New car registrations fell by almost 30 per cent last month, recording the worst July performance since 1998.
The Society of Motor Manufacturers and Traders (SMMT) said that there were issues on both supply and demand sides of sales as the effect of the so-called “pingdemic” combined with a component shortage.
A total of 123,296 new cars were registered in July, a decline of 29.5 per cent compared with July 2020. The SMMT said that last July was an exceptional month as dealers reopened after lockdown but July 2021 remained 22 per cent down on the average for the last 10 years.
While overall registrations were down, electric and hybrid vehicles continued to perform well. Battery electric vehicle registrations were up 36.5 per cent on last July and plug-in hybrids and full hybrids were up 32 and 15 per cent respectively. However, petrol and diesel, which still account for three-quarters of registrations, were down around 45 and 69 per cent respectively.

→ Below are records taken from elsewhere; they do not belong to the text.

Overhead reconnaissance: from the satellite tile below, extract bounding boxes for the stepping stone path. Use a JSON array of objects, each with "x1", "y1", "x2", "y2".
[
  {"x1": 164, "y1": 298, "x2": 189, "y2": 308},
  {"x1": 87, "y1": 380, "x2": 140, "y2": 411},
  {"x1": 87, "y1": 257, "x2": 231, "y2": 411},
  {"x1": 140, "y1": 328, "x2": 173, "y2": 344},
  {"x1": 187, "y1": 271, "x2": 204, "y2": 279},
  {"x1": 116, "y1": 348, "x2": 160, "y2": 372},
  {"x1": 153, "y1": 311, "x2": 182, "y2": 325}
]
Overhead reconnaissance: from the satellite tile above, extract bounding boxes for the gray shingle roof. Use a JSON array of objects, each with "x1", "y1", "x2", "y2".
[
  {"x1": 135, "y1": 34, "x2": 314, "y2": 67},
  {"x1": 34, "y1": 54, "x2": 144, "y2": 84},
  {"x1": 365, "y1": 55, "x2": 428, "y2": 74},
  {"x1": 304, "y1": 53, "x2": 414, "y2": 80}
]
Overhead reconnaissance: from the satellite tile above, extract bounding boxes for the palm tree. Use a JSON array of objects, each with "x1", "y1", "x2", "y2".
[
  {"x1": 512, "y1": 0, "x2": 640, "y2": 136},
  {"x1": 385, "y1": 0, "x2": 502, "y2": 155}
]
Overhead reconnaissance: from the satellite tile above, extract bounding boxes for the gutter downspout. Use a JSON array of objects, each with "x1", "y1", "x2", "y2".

SMMT chief executive Mike Hawes said that dealerships had been hit by large scale staff absences due to employees being ordered to isolate by Covid tracing apps. This has combined with a global shortage of semiconductors which is affecting all technological industries and holding up car production.

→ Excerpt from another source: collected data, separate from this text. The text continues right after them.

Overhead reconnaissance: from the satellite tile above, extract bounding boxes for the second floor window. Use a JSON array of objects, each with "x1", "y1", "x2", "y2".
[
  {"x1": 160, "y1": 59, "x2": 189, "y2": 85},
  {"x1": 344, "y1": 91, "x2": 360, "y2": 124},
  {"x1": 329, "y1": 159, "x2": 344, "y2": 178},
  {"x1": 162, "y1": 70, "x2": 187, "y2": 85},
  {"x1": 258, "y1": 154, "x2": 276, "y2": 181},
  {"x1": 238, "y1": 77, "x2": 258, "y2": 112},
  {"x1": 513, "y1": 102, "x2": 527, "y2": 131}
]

He warned that while staff shortages should ease in the short term, supply chain issues were likely to continue to throttle the market for months to come.

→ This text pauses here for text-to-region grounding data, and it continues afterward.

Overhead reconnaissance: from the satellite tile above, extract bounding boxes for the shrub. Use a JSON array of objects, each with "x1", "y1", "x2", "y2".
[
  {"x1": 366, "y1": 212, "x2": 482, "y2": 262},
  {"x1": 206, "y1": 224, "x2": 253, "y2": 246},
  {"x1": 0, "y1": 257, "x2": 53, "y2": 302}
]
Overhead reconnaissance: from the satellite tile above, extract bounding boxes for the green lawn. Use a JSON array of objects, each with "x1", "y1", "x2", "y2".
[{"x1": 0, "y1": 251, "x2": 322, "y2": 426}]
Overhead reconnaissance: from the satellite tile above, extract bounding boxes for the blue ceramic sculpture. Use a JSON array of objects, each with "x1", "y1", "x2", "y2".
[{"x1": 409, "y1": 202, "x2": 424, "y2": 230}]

He said: “The automotive sector continues to battle against shortages of semiconductors and staff, which is throttling our ability to translate a strengthening economic outlook into a full recovery. The next few weeks will see changes to self-isolation policies which will hopefully help those companies across the industry dealing with staff absences, but the semiconductor shortage is likely to remain an issue until at least the rest of the year.”
Ian Plummer, commercial director of Auto Trader said the continued supply chain issues were bad news for the new car market but good news for used car sales. He commented: “The new car sector has been dealt a perfect storm of which the full impact on retail is only now being realised.
“However, it would be easy to misinterpret these results as a drop in consumer demand for new cars, but our data shows that that couldn’t be further from the truth. In fact, 1.4 million people viewed a new car on Auto Trader in July, which is up 6 per cent compared to last year’s post lockdown July sales burst and more than double 2019 levels.
“The potential lost sales make the supply constraints all the more frustrating for car brands and retailers. However, with three quarters of car buyers prepared to buy a used car if their brand-new choice wasn’t available, our research highlights the opportunity to convert new buyers to used.”
His view was echoed by others in the used car trade, including Alex Buttle of Motorway.co.uk. He said: “While there is potentially strong demand out there to buy a new car, many frustrated buyers are not willing to wait six to nine months, or even longer on some models, to take delivery of their new motor.
“The knock-on effect is that car owners are either choosing to hold onto their existing cars longer to ‘go electric’ later, or are looking at the used car market instead for current models they want. The used car market is booming not just because buyers are looking for value, but because of limited new car choice.”